Delivery Date – A delivery is considered to be made on the date on which title to the property transfers to the taxpayer. If no title transfer is applicable, utilize the delivery date (provide proof of title transfer or equipment delivery). The following documents are acceptable means of proving delivery date:
  • Shipping documents that show actual delivery date.
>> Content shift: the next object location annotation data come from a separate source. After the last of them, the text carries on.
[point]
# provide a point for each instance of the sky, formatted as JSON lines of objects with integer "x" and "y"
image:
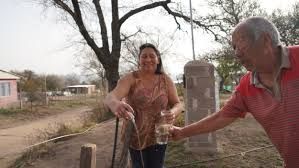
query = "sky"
{"x": 36, "y": 40}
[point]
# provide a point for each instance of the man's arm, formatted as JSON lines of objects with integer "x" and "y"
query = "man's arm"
{"x": 210, "y": 123}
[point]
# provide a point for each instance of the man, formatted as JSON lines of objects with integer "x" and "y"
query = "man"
{"x": 269, "y": 91}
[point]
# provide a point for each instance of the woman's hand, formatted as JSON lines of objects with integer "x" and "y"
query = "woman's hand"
{"x": 168, "y": 116}
{"x": 176, "y": 133}
{"x": 122, "y": 110}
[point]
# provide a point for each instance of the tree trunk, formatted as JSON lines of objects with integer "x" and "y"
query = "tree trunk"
{"x": 112, "y": 75}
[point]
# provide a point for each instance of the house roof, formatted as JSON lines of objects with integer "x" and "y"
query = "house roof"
{"x": 80, "y": 86}
{"x": 8, "y": 75}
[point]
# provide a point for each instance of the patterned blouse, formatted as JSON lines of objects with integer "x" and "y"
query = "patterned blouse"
{"x": 147, "y": 104}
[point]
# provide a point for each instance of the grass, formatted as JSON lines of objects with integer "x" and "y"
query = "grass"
{"x": 10, "y": 111}
{"x": 242, "y": 135}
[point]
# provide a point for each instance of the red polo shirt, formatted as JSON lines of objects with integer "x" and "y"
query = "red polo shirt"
{"x": 278, "y": 110}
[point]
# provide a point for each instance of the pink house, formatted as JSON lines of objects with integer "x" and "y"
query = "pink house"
{"x": 8, "y": 89}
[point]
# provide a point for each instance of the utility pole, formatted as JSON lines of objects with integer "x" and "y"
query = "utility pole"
{"x": 192, "y": 35}
{"x": 46, "y": 96}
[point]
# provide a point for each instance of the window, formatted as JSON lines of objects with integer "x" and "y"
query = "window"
{"x": 5, "y": 89}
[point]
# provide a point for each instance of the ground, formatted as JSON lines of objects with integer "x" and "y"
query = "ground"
{"x": 243, "y": 135}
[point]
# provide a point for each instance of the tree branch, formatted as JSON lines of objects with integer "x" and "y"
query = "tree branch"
{"x": 187, "y": 19}
{"x": 126, "y": 37}
{"x": 90, "y": 41}
{"x": 102, "y": 24}
{"x": 142, "y": 8}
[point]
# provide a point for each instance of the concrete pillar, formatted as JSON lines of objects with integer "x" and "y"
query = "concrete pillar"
{"x": 201, "y": 99}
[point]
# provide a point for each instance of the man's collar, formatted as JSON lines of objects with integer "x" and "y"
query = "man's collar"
{"x": 285, "y": 63}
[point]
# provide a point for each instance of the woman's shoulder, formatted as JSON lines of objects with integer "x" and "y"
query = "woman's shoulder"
{"x": 167, "y": 78}
{"x": 129, "y": 77}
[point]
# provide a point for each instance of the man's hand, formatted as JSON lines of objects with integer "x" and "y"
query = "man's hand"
{"x": 122, "y": 110}
{"x": 176, "y": 133}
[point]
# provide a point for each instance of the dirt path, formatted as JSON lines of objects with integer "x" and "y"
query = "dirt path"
{"x": 67, "y": 153}
{"x": 16, "y": 138}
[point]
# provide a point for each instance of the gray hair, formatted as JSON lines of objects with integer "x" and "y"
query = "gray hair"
{"x": 258, "y": 25}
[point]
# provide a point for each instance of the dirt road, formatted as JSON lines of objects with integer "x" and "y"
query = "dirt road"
{"x": 13, "y": 140}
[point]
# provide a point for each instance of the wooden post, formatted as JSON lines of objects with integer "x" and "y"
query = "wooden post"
{"x": 88, "y": 156}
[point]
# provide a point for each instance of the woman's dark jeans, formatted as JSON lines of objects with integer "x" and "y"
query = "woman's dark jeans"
{"x": 153, "y": 157}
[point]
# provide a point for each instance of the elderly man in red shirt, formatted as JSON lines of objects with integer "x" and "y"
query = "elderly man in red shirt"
{"x": 269, "y": 91}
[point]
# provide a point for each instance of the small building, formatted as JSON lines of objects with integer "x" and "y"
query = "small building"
{"x": 81, "y": 89}
{"x": 8, "y": 89}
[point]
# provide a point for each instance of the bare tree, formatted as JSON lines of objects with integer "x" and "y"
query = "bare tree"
{"x": 106, "y": 50}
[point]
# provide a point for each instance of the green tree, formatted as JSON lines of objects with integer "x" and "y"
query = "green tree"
{"x": 287, "y": 24}
{"x": 227, "y": 66}
{"x": 107, "y": 47}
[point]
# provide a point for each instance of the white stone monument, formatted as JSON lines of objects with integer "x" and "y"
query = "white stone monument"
{"x": 201, "y": 99}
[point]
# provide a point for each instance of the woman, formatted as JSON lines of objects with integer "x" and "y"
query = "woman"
{"x": 147, "y": 91}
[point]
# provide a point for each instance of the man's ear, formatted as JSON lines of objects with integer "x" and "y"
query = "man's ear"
{"x": 267, "y": 40}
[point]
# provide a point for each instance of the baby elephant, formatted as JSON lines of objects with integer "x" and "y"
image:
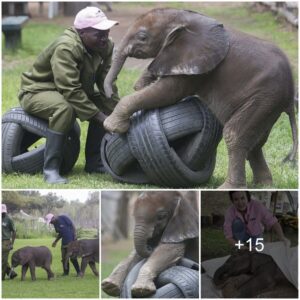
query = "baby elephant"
{"x": 32, "y": 257}
{"x": 88, "y": 250}
{"x": 166, "y": 229}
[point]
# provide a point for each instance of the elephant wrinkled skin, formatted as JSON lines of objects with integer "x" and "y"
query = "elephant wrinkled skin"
{"x": 245, "y": 81}
{"x": 250, "y": 274}
{"x": 31, "y": 257}
{"x": 166, "y": 229}
{"x": 88, "y": 250}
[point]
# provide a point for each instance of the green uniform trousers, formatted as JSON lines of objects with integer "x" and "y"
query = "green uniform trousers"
{"x": 6, "y": 247}
{"x": 53, "y": 107}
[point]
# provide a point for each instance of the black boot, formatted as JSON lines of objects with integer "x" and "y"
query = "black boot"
{"x": 53, "y": 157}
{"x": 76, "y": 266}
{"x": 94, "y": 137}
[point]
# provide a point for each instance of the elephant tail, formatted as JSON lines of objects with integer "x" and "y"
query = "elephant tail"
{"x": 291, "y": 157}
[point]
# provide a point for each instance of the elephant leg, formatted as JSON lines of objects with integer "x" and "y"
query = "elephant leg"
{"x": 163, "y": 92}
{"x": 164, "y": 256}
{"x": 83, "y": 265}
{"x": 24, "y": 270}
{"x": 49, "y": 272}
{"x": 112, "y": 284}
{"x": 259, "y": 166}
{"x": 32, "y": 270}
{"x": 247, "y": 127}
{"x": 146, "y": 79}
{"x": 93, "y": 267}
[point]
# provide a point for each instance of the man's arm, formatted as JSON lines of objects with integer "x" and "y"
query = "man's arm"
{"x": 101, "y": 74}
{"x": 56, "y": 240}
{"x": 67, "y": 80}
{"x": 278, "y": 230}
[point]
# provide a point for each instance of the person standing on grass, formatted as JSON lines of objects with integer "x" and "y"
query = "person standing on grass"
{"x": 65, "y": 82}
{"x": 8, "y": 239}
{"x": 67, "y": 233}
{"x": 244, "y": 220}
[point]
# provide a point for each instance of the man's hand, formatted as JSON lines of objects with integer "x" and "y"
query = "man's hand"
{"x": 286, "y": 242}
{"x": 99, "y": 117}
  • Proof of payment for delivery/installation.
  • Title transfer.
  • Other documents showing delivery during applicable calendar year.
 
North Dakota has allotted $1 million in credits for deliveries made in each calendar year (calendar years 2019-2022). If total credits based on purchases made by all taxpayers delivered in a calendar year exceed the credit limit, the credits will be prorated among all claimants. If the maximum amount of allowed credits is not claimed in any calendar year, any remaining unclaimed credits may be carried forward and made available in the next succeeding calendar year.
 
A taxpayer must claim an allowable credit in the taxpayer’s tax year (which could be a calendar or fiscal year) in which the delivery date falls.
 
Invoice Amount – Must include all invoices for qualifying equipment.
 
Amount Paid – Must include proof of purchase or receipt for qualifying equipment.
 
Non-qualifying Cost – Delivery, training, assembly, installation costs, interest on financing, training, sales tax and other costs incidental to the machinery or equipment purchase are considered the non-qualifying portion of your invoice costs and are not eligible for the credit.  Optional warranties are also not eligible for the credit. 
 
Qualifying Purchase Cost –The qualifying purchase cost means the full* purchase price of the machinery or equipment item itself and any items, such as computer software, that are necessary to the operation of the machinery or equipment item. If the transaction includes a trade-in of other property, the purchase costs means the otherwise eligible cost of the acquired machinery or equipment item less the trade-in value of the other property.  To calculate the qualifying purchase costs, subtract non-qualifying costs (described above) from the invoice amounts.
  • Enter the full qualifying purchase price even if paid in installments that are made in more than one calendar year. For example, if you purchase equipment costing $100,000 that is delivered in 2020 (that is, you acquire title to the equipment in 2020), enter $100,000 as the purchase cost on the application filed for the 2020 calendar year, even though the payment schedule calls for payments of $25,000 in 2019, $50,000 in 2020, and $25,000 in 2021. The timing of the payments has no effect on either the purchase date or the purchase cost.
 
Qualifying purchases also include equipment acquired under a capital lease and only for the taxable year in which the lease is executed.  A capital lease is a lease which meets generally accepted accounting principles.  The qualifying cost of the equipment acquired under a capital lease is the fair market value of the equipment at the inception of the lease rather than the individual lease payments as they are made over the years.  For equipment acquired under a capital lease, also include a copy of the lease agreement.
 
Improved Job Quality means a 5% increase in average wages or a 5% improvement in workplace safety as documented through participation in Workforce Safety and Insurance safety incentive programs.
 
Improved output means no less than a 5% increase in output or 5% increase in the number of units produced per automated line per time period.